LlamaRisk supports this proposal, an important initiative for the automated Risk Oracle focused on optimizing the slope1
interest rate parameter. Consistent with our previous feedback on the supply and borrow cap automation proposal, we see this as a meaningful step toward enhancing the efficiency and responsiveness of Aave’s parameter management.
We appreciate the clear structure involving demand modeling, model selection, and constrained optimization. Including explicit constraints, particularly the realized utilization constraint, and the proposed limits on update frequency and magnitude are crucial guardrails that we view positively. While the automation of IRM parameter updates offers clear benefits in efficiency and responsiveness, it undeniably increases reliance on centralized components, namely the Edge infrastructure and, critically in this case, the demand modeling and optimization methodologies employed by Chaos Labs.

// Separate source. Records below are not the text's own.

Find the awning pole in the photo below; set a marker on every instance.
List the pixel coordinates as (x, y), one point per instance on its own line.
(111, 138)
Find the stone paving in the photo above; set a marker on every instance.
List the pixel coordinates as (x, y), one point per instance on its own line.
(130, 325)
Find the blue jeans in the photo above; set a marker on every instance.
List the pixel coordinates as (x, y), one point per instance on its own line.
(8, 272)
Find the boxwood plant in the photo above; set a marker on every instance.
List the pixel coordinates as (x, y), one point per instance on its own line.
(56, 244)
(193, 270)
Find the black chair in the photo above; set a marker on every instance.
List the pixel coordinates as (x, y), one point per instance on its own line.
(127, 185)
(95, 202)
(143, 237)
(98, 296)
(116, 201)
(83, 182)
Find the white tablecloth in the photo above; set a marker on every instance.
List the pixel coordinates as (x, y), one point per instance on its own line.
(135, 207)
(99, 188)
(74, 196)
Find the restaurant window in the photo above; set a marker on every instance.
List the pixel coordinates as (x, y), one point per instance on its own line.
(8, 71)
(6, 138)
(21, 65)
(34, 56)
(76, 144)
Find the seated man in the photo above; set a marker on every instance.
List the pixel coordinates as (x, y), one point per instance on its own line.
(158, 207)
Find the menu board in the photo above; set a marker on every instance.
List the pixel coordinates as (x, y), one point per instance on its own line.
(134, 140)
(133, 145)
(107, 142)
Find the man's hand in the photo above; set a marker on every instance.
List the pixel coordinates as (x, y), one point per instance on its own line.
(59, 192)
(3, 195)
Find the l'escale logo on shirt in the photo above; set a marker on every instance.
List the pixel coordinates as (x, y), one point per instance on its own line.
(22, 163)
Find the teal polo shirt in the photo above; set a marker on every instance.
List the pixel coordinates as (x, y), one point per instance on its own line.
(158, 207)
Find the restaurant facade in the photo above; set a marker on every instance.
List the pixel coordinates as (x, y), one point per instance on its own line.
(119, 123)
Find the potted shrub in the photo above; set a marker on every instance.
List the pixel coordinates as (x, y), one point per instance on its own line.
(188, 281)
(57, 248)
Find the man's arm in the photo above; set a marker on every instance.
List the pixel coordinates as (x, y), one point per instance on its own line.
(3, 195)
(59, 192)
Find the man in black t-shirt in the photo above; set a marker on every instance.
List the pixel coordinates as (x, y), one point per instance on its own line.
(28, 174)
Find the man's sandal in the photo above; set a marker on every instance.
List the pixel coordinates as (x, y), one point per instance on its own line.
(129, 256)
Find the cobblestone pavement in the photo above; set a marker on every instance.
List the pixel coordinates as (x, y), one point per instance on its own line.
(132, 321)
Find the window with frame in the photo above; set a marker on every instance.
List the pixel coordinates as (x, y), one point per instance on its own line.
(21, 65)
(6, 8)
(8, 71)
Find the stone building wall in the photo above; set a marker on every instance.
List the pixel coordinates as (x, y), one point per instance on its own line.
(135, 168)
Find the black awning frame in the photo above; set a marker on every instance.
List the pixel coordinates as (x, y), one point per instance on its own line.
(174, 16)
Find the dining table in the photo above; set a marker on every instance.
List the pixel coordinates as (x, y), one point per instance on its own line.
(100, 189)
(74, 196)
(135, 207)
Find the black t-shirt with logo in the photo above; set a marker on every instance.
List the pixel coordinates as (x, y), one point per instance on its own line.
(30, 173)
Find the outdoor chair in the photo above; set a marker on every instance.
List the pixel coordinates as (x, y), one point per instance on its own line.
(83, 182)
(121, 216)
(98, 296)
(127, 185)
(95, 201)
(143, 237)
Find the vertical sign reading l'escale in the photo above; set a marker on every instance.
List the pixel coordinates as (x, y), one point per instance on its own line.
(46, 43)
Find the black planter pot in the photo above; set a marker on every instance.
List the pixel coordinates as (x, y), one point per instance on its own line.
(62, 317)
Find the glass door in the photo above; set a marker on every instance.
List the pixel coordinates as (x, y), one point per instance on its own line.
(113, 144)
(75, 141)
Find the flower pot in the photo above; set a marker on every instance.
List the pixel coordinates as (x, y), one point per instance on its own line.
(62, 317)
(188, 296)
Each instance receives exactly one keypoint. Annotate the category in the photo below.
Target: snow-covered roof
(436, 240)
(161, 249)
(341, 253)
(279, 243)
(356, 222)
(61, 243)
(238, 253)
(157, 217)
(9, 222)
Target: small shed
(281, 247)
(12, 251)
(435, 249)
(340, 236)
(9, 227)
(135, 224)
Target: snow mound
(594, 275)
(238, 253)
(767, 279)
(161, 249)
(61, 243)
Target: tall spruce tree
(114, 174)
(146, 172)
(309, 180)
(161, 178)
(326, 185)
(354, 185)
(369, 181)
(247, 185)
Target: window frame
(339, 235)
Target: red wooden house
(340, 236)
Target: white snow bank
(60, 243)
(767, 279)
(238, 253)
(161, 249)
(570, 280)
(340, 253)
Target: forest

This centralization of complex decision-making logic introduces risks that must be carefully managed and balanced against operational gains. Therefore, while generally supportive of this direction, LlamaRisk reaffirms its commitment to monitor the changes and challenge them if needed. We look forward to continued discussion on the implementation details and the ongoing transparency of the model’s performance.
Disclaimer
This review was independently prepared by LlamaRisk, a community-led decentralized organization funded in part by the Aave DAO. LlamaRisk is not directly affiliated with the protocol(s) reviewed in this assessment and did not receive any compensation from the protocol(s) or their affiliated entities for this work.
The information provided should not be construed as legal, financial, tax, or professional advice.